Se partage maintenant entre Paris et Bourgogne.
Après Sciences Po Paris et un début de carrière prometteur, Isabelle plonge dans les Arts : Sculpture, modelage, photographie.
Elle vit alors à Istanbul et son talent commence à éclore, mais c’est à Pékin qu’elle poursuit son travail de création en s’ouvrant à d’autres disciplines. De retour à Paris, elle redécouvre la magie des Beaux Arts et de la Grande Chaumière afin d’y affiner son talent.

Vous est présentée en exclusivité sa dernière série intitulée « Miroirs » : travail photographique, collage sur bois de tilleul, magie de la couleur, vernis miroir à la manière d’une laque flamboyante.
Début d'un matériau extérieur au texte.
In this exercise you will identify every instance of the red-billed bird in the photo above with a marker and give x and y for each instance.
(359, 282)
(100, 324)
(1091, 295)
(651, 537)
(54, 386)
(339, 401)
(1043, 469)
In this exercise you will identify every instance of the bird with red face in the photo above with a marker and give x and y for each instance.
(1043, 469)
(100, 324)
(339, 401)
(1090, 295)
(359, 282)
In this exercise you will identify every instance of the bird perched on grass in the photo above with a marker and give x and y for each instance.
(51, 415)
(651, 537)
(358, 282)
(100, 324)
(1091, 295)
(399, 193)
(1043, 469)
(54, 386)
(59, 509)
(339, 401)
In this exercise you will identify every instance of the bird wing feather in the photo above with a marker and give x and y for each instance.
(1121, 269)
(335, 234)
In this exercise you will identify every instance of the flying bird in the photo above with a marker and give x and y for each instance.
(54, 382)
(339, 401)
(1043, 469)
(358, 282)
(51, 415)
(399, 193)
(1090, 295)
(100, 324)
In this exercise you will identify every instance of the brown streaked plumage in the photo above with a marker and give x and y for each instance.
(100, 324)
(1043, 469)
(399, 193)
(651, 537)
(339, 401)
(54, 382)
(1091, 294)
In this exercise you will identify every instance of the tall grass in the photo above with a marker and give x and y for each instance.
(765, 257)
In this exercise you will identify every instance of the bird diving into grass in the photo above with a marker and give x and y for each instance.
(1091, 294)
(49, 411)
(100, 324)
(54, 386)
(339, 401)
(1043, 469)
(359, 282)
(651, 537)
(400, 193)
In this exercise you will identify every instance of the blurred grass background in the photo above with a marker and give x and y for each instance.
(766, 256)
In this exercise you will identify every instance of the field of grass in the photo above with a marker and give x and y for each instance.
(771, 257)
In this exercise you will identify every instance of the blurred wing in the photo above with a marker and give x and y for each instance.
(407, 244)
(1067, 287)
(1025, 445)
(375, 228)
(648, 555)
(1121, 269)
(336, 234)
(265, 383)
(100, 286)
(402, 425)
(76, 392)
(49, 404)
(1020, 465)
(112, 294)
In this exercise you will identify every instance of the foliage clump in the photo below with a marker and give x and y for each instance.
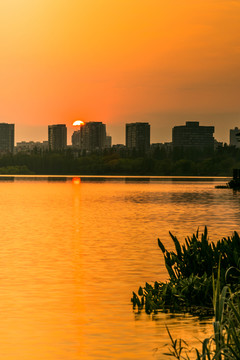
(191, 268)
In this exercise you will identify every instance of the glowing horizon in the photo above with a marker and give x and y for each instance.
(78, 123)
(118, 62)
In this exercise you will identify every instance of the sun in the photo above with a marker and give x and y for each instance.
(78, 123)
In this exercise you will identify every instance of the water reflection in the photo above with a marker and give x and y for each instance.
(72, 254)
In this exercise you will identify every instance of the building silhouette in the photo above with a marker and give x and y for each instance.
(29, 146)
(138, 136)
(235, 137)
(192, 135)
(6, 138)
(91, 137)
(57, 137)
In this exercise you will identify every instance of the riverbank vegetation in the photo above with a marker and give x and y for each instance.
(158, 162)
(191, 268)
(204, 279)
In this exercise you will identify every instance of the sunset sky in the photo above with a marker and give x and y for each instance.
(118, 61)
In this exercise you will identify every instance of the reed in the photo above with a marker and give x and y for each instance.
(224, 344)
(190, 268)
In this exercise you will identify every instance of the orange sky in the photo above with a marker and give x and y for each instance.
(119, 61)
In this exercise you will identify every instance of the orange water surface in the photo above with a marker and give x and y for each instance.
(72, 252)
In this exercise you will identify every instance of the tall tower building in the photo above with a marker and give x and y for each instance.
(235, 137)
(6, 137)
(57, 137)
(192, 135)
(90, 137)
(138, 136)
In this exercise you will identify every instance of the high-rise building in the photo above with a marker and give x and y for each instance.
(6, 137)
(108, 143)
(235, 137)
(192, 135)
(138, 136)
(90, 137)
(57, 137)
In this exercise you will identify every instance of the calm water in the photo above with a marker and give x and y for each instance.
(71, 254)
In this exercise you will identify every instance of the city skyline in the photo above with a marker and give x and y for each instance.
(157, 62)
(102, 137)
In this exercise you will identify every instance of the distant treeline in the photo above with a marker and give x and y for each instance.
(177, 162)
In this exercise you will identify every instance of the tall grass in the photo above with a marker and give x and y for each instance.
(224, 344)
(190, 268)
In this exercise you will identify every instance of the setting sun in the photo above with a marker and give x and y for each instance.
(78, 123)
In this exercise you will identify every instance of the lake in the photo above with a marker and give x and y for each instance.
(73, 251)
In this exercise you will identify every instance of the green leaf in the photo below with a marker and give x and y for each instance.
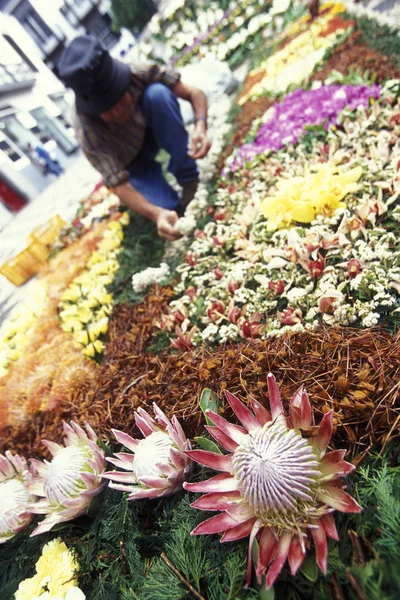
(208, 400)
(267, 594)
(309, 567)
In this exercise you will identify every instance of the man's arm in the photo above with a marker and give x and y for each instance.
(163, 218)
(199, 143)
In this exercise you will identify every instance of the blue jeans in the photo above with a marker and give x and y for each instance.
(166, 130)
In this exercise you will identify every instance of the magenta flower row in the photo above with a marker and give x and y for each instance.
(287, 119)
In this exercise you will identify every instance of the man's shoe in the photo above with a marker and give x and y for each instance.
(189, 190)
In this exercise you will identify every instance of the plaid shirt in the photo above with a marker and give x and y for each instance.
(111, 147)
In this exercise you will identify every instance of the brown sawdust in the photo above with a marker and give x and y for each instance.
(354, 372)
(51, 366)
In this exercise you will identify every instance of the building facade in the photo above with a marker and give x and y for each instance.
(34, 105)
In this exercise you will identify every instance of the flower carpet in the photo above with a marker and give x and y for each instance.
(218, 418)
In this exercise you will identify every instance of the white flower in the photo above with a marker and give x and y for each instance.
(186, 224)
(69, 482)
(158, 465)
(149, 276)
(14, 496)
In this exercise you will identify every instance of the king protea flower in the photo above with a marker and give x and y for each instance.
(14, 497)
(275, 485)
(67, 484)
(159, 464)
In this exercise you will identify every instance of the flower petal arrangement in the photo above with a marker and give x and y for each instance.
(297, 60)
(67, 484)
(158, 465)
(301, 199)
(15, 499)
(278, 484)
(285, 121)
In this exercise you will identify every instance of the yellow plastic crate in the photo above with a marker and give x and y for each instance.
(22, 266)
(28, 261)
(48, 233)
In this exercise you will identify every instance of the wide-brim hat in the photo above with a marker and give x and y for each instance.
(98, 80)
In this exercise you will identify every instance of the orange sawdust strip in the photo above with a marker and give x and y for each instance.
(51, 366)
(356, 373)
(356, 55)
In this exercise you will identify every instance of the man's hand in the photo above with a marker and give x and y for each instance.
(200, 142)
(166, 222)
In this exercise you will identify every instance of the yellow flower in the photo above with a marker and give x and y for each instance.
(300, 199)
(124, 220)
(98, 346)
(72, 293)
(82, 337)
(55, 570)
(296, 61)
(89, 351)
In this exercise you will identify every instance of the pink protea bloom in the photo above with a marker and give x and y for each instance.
(232, 286)
(275, 485)
(316, 267)
(218, 273)
(191, 259)
(252, 327)
(67, 484)
(330, 241)
(330, 301)
(14, 496)
(277, 286)
(234, 312)
(215, 311)
(159, 464)
(184, 339)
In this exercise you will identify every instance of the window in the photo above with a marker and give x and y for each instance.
(53, 129)
(36, 27)
(9, 152)
(69, 15)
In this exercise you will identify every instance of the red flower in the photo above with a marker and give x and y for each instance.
(218, 273)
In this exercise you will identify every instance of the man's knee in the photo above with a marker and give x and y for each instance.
(156, 94)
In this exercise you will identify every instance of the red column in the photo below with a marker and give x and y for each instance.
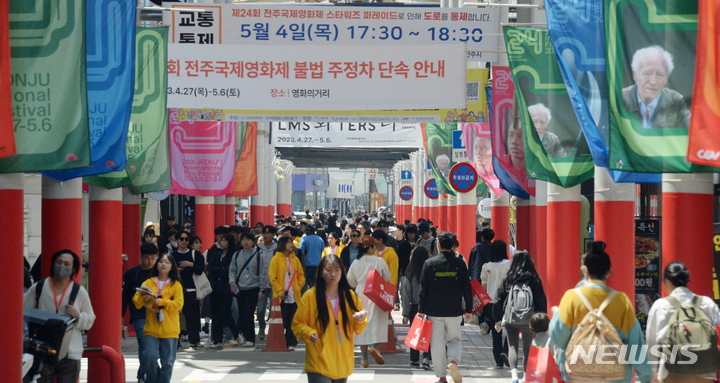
(219, 211)
(61, 219)
(615, 225)
(204, 221)
(105, 249)
(687, 227)
(563, 243)
(11, 225)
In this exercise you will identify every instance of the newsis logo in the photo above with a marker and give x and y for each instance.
(608, 354)
(708, 155)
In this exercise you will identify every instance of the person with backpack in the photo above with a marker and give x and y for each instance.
(684, 311)
(593, 316)
(519, 296)
(74, 301)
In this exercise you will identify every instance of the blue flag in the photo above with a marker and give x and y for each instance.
(576, 31)
(110, 83)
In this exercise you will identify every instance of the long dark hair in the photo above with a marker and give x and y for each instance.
(417, 259)
(522, 267)
(174, 274)
(344, 295)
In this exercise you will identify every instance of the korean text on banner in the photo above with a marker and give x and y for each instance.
(317, 78)
(650, 76)
(704, 134)
(555, 147)
(202, 156)
(333, 26)
(111, 79)
(50, 111)
(576, 31)
(479, 152)
(148, 163)
(7, 133)
(507, 138)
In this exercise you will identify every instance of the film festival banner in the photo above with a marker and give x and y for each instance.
(148, 159)
(317, 78)
(555, 147)
(346, 135)
(202, 156)
(331, 26)
(478, 145)
(650, 46)
(576, 31)
(438, 139)
(49, 86)
(704, 141)
(507, 138)
(7, 133)
(110, 79)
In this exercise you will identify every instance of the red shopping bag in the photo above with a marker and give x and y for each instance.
(419, 335)
(379, 291)
(542, 367)
(480, 296)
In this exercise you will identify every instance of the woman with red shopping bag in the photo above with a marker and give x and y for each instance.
(410, 284)
(377, 328)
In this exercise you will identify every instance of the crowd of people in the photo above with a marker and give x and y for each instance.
(318, 268)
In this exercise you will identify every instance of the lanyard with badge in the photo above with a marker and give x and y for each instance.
(336, 308)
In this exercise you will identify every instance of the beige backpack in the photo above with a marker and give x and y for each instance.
(594, 331)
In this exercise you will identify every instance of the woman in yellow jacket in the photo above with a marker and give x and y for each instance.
(329, 317)
(162, 319)
(282, 267)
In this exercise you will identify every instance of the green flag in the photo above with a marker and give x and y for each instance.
(148, 167)
(555, 147)
(49, 86)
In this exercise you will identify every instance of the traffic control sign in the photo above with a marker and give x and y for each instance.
(431, 189)
(406, 193)
(463, 177)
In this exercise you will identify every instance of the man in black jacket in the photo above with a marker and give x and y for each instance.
(444, 282)
(132, 279)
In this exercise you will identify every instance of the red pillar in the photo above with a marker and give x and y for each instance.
(563, 243)
(687, 227)
(204, 221)
(11, 224)
(615, 225)
(105, 249)
(61, 219)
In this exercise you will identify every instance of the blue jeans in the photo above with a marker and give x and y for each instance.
(139, 325)
(164, 349)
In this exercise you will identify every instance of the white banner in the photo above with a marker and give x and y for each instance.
(328, 25)
(341, 188)
(346, 135)
(316, 78)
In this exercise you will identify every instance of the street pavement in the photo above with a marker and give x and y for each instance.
(251, 365)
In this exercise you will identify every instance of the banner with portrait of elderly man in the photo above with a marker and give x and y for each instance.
(650, 52)
(555, 147)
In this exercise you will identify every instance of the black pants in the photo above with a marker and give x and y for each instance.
(288, 312)
(415, 354)
(191, 311)
(221, 307)
(247, 302)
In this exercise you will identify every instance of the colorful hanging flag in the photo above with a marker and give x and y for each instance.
(148, 160)
(202, 156)
(704, 134)
(111, 79)
(555, 147)
(651, 46)
(576, 31)
(507, 139)
(49, 86)
(7, 131)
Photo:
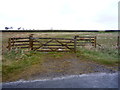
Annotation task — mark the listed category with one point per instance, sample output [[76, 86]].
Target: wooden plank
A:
[[55, 48], [53, 51], [22, 47], [54, 38], [55, 41], [51, 45], [20, 44]]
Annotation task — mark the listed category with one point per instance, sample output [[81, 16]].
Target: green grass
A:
[[98, 56], [16, 62]]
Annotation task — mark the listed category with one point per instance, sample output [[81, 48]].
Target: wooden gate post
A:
[[9, 44], [75, 43], [118, 42], [31, 41]]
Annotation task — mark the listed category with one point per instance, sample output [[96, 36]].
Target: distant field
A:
[[14, 62]]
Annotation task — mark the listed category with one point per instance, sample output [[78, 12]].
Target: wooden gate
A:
[[42, 44], [50, 44]]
– Biennnale internationale de Pékin 2012
– Art day espace Kozac, puis Galerie J Lyon 2011
– Biennale Internationale d’Art de Pékin 2010
– Exposition Istanbouge Istanbul 2006
– Trophée de la Chambre de Commerce d’Istanbul remis par Mme la Ministre Christine Lagarde, 2006

2003-2006 : atelier Nadia Arditti Istanbul
2007-2010 : atelier Martin Salazar (sculpture) Pékin
2010-2013 : atelier Philippe Jourdain (sculpture) Paris
2015 : Atelier Fronza Paris

Miroir – Démarche artistique

Le travail présente des photos de la sculpture française telles qu’elles sont présentées dans les salles du musée du Louvre. L’angle de vue cherche à capter le regard pour qu’il se présente frontalement. Toutes les époques sont représentées. Le noir et blanc a été choisi pour faire ressortir les matériaux de la sculpture, la qualité des surfaces, les accidents du temps.
Le collage est effectué sur un contreplaqué de bois de tilleul de format A3 habituellement utilisé pour la xylogravure. Le fond est préalablement préparé à la peinture vinylique dont les qualités apportent une forte pigmentation qui rend la couleur très profonde. L’ensemble est recouvert d’une couche de résine pour rendre la surface finale très brillante. La signature au dos est une petite médaille en argent massif dessinée par l’artiste.
La composition et l’angle de vue des photos visent à modifier le regard que l’on porte sur ces sculptures. Un gisant du Duc d’Orléans semble s’être relevé pour vouloir vous embrasser, l’Hiver frileux de Legros désormais s’interroge, la tragédienne de Houdon devient une éberluée, un enfant Jésus vous contemple avec curiosité, une Marie Madeleine semble elle prise de panique. Les cadrages décalés visent à les présenter comme surpris dans leurs émotions, un effet saisissant renforcé par les couleurs vives. Est-ce nous qui suscitons ces réactions ? Ils plongent leur regard dans le nôtre et on ne sait plus qui est le spectateur.